É importante lembrar que um problema resolvido por terceiros não vai dar mais maturidade à pessoa. Um problema resolvido por um terceiro pode dar alguma maturidade a ele mesmo, mas não pode dar maturidade à pessoa, que pode se tornar mais imatura. Portanto, sempre que houver um problema, ela vai precisar de algum conselho de um especialista, algum conselho profissional. E não acho que mesmo os psicanalistas amadureçam através dos problemas dos outros, uma vez que eles também fazem psicanálise como pacientes de outros psicanalistas. Eles têm seus próprios problemas. Eles resolvem os problemas das pessoas, mas não conseguem resolver os próprios problemas. Novamente é a questão do distanciamento.

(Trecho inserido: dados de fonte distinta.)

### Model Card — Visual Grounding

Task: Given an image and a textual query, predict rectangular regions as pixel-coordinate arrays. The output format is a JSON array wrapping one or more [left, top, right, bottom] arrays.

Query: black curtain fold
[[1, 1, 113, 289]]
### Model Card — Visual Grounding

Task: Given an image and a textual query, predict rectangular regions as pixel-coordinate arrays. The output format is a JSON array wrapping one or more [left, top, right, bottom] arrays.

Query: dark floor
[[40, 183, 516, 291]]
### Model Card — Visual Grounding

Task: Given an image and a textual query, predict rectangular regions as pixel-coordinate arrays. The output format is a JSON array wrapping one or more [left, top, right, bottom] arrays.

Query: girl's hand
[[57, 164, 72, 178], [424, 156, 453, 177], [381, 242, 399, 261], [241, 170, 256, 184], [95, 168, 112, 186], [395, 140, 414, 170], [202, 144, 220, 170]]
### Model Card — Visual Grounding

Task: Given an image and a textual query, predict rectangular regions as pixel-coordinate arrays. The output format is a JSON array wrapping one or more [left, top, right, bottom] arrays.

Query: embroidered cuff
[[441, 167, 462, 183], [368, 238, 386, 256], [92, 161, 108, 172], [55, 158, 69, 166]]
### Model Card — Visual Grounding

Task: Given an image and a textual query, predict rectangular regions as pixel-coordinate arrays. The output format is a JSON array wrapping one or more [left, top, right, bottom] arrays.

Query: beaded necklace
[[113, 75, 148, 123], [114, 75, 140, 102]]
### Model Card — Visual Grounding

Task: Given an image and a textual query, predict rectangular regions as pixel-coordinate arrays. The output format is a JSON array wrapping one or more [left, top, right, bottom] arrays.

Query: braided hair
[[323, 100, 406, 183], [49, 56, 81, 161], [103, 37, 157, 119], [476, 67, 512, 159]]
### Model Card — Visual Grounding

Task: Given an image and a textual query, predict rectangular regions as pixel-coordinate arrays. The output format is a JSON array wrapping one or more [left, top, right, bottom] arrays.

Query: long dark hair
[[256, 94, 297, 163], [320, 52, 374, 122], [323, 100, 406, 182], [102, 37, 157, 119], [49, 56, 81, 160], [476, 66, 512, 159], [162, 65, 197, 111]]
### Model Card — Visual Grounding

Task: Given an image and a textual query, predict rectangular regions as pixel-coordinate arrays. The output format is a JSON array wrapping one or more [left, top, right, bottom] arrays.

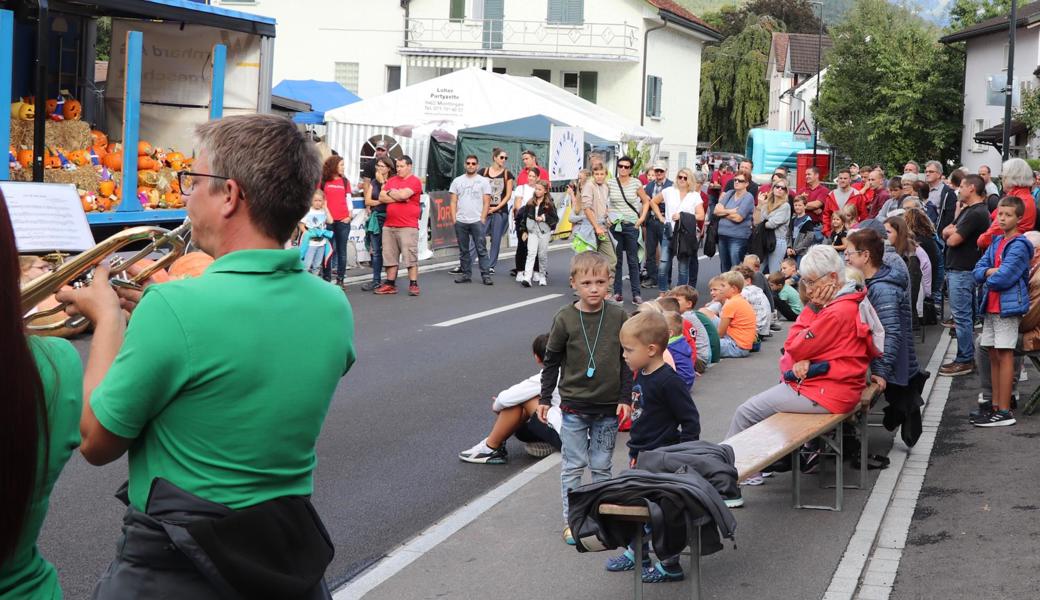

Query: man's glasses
[[618, 164, 633, 170], [843, 249, 865, 258], [178, 171, 230, 195], [465, 161, 478, 166]]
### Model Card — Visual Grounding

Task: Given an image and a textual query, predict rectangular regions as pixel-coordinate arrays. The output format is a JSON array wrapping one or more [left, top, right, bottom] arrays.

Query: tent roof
[[459, 114, 611, 146], [272, 80, 361, 124], [323, 68, 661, 144]]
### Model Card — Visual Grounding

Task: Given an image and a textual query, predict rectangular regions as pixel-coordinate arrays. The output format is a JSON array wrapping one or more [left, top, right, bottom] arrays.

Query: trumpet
[[21, 220, 192, 331]]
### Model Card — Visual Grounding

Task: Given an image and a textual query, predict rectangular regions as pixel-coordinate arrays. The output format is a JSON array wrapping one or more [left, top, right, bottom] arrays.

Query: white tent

O próprio Wilhelm Reich tentou, repetidas vezes, ser analisado por Sigmund Freud. Freud recusou-se a nalisá-lo, e ele, então, a vida inteira, sentiu-se magoado por ter sido recusado por Freud. E os freudianos, freudianos ortodoxos, nunca aceitaram Reich como especialista, porque ele nunca fez psicanálise como paciente.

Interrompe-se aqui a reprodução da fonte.